Thread: Request for download stats on release

Request for download stats on release

From
Josh Berkus
Date:
Folks,

Is there a way we can get word to all the mirrors, asking them to compile
download counts for the week after 8.0 final release?  I'd really like to
have some stats to give reporters, and we had trouble collecting these last
time, so I'm asking way in advance this time.

--
-Josh Berkus
 "A developer of Very Little Brain"
 Aglio Database Solutions
 San Francisco


Re: Request for download stats on release

From
"Dave Page"
Date:

> -----Original Message-----
> From: pgsql-www-owner@postgresql.org
> [mailto:pgsql-www-owner@postgresql.org] On Behalf Of Josh Berkus
> Sent: 10 August 2004 19:05
> To: PostgreSQL www
> Subject: [pgsql-www] Request for download stats on release
>
> Folks,
>
> Is there a way we can get word to all the mirrors, asking
> them to compile download counts for the week after 8.0 final
> release?  I'd really like to have some stats to give
> reporters, and we had trouble collecting these last time, so
> I'm asking way in advance this time.

Hi Josh,

Last time round we did tell them that this wasn't going to become a
regular request.

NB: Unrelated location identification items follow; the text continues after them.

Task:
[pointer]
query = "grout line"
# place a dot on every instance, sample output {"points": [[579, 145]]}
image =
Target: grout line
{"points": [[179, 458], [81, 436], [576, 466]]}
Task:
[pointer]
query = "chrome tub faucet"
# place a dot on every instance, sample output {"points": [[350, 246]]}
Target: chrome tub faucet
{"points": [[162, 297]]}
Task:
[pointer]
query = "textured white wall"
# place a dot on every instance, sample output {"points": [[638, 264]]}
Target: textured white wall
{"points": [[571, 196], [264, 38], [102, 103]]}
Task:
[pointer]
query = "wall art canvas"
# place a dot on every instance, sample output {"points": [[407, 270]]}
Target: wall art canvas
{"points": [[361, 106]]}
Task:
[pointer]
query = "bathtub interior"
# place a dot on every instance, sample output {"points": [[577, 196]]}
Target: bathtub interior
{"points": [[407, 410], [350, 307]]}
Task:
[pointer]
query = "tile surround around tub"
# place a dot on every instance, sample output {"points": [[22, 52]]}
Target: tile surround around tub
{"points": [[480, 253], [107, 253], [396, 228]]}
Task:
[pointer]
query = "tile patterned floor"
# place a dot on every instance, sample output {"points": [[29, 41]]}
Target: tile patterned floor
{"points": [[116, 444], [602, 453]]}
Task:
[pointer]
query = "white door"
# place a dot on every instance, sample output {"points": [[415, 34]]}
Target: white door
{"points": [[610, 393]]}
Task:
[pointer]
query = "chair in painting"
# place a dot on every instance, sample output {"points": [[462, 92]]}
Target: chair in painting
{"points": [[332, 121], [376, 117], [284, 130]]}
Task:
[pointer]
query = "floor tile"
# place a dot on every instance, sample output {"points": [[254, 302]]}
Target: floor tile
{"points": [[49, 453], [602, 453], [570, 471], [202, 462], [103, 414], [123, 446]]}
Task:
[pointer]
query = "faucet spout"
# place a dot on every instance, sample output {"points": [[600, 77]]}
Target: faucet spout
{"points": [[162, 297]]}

We can certainly email them, however bear in mind that
it tends to be the smaller mirrors that help, so the stats are not going
to be that accurate.

Regards, Dave

Re: Request for download stats on release

From
"Dave Page"
Date:

> -----Original Message-----
> From: Josh Berkus [mailto:josh@agliodbs.com]
> Sent: 11 August 2004 17:07
> To: Dave Page; PostgreSQL www
> Subject: Re: [pgsql-www] Request for download stats on release
>
> Dave,
>
> > Last time round we did tell them that this wasn't going to become a
> > regular request.
>
> Yes, but last time round we also didn't get the figures; many
> mirrors never responded, and others did for the week *after*
> release week.
>
> > We can certainly email them, however bear in mind that it
> tends to be
> > the smaller mirrors that help, so the stats are not going
> to be that
> > accurate.
>
> Oh.  Then there isn't any way to get a reasonably accurate
> download count?

Not that I know of. The larger sites (the likes of sunsite,
mirror.ac.uk, heanet.ie etc.) are unlikely to start grepping their ftp
logs for us. The smaller ones, run by community members are far more
likely to, but then how representative are their stats?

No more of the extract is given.